Iterations is not the problem. Iterating all over the dataset again and again could be. I say so because under some conditions you can do that...

But back to your point, I think I already did something similar to what you are mentioned. Let's try something different? More to your level perhaps...

Serenity
@qmikew1
Feb 03 2016 09:50
processing large files is at my level
evaristoc
@evaristoc
Feb 03 2016 09:50
And with python? How far are you?
Serenity
@qmikew1
Feb 03 2016 09:50
but I get what you're saying
evaristoc
@evaristoc
Feb 03 2016 09:51
If I talk about queues, hash tables, heaps, trees, multiprocessing... do you know what they are and how to implement that in python?
Serenity
@qmikew1
Feb 03 2016 09:52
python = non-existant (the concepts yep)
my comments are from a scripting and db perspective
evaristoc
@evaristoc
Feb 03 2016 09:56

Ok: I think we can then try to get one of the codes I already made and improve it, so you learn python meanwhile by having a look to the code...

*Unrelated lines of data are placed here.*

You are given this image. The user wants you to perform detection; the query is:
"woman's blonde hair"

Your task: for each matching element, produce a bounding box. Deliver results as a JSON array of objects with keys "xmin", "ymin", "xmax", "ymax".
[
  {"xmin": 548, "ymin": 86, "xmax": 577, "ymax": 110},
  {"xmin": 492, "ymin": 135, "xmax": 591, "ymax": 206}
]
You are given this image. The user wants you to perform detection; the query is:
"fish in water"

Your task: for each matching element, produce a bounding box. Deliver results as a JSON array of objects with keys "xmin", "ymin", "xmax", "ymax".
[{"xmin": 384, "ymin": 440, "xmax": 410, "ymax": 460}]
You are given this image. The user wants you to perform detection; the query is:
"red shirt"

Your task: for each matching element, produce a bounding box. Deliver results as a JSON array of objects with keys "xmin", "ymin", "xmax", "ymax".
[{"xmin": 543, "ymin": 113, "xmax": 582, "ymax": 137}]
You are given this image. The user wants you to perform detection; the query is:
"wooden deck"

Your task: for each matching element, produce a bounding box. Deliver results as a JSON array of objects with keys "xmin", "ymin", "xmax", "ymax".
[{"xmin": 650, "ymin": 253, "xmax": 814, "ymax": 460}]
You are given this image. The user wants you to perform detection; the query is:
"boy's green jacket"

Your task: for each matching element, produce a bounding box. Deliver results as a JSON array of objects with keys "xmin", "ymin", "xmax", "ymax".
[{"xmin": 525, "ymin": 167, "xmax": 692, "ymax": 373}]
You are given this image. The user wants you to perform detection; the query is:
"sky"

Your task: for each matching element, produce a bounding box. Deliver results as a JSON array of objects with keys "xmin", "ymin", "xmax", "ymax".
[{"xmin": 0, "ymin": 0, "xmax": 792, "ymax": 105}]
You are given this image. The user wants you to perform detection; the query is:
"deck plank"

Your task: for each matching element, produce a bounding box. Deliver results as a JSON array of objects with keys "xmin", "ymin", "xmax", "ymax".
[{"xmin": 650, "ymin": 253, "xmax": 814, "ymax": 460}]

A possible idea would be to reformulate the code so it becomes more efficient. I don't want to touch OO in my scripts for these projects yet: procedural is fine for short scripts.

Serenity
@qmikew1
Feb 03 2016 09:57
sounds good
Serenity
@qmikew1
Feb 03 2016 10:01
ok, bookmarked (it will take me awhile to digest )
evaristoc
@evaristoc
Feb 03 2016 10:02
@qmikew1 If I remember well, I included some relevant comments... What I would suggest to start with though is how to use urllib and request libraries
I think that would be the best place to start: because I am afraid we have to download some data from Gitter...
Serenity
@qmikew1
Feb 03 2016 10:03
got it. Thank you @evaristoc I will go through (as time permits through this week)
CamperBot
@camperbot
Feb 03 2016 10:03
qmikew1 sends brownie points to @evaristoc :sparkles: :thumbsup: :sparkles:
:star: 216 | @evaristoc | http://www.freecodecamp.com/evaristoc
evaristoc
@evaristoc
Feb 03 2016 10:04
Take it easy.
Serenity
@qmikew1
Feb 03 2016 10:04
you too
evaristoc
@evaristoc
Feb 03 2016 10:08
Anyway @qmikew1: your ideas are fine... try to work some of them? And you don't need to be so elaborated to do something: @george-stepanek came with interesting insights with just having a quick look at the dataset...

People!
Again: for those who would like to get some hands-on experience: read my previous post!
Serenity
@qmikew1
Feb 03 2016 10:11
@evaristoc I think the pull of the elaborate also applies to you. (lol) but yes, you have to start small, your advice isn't lost... now to go answer some questions. I'm out . :smile:
noncasus
@noncasus
Feb 03 2016 21:58
anyone know how many FCC campers are active?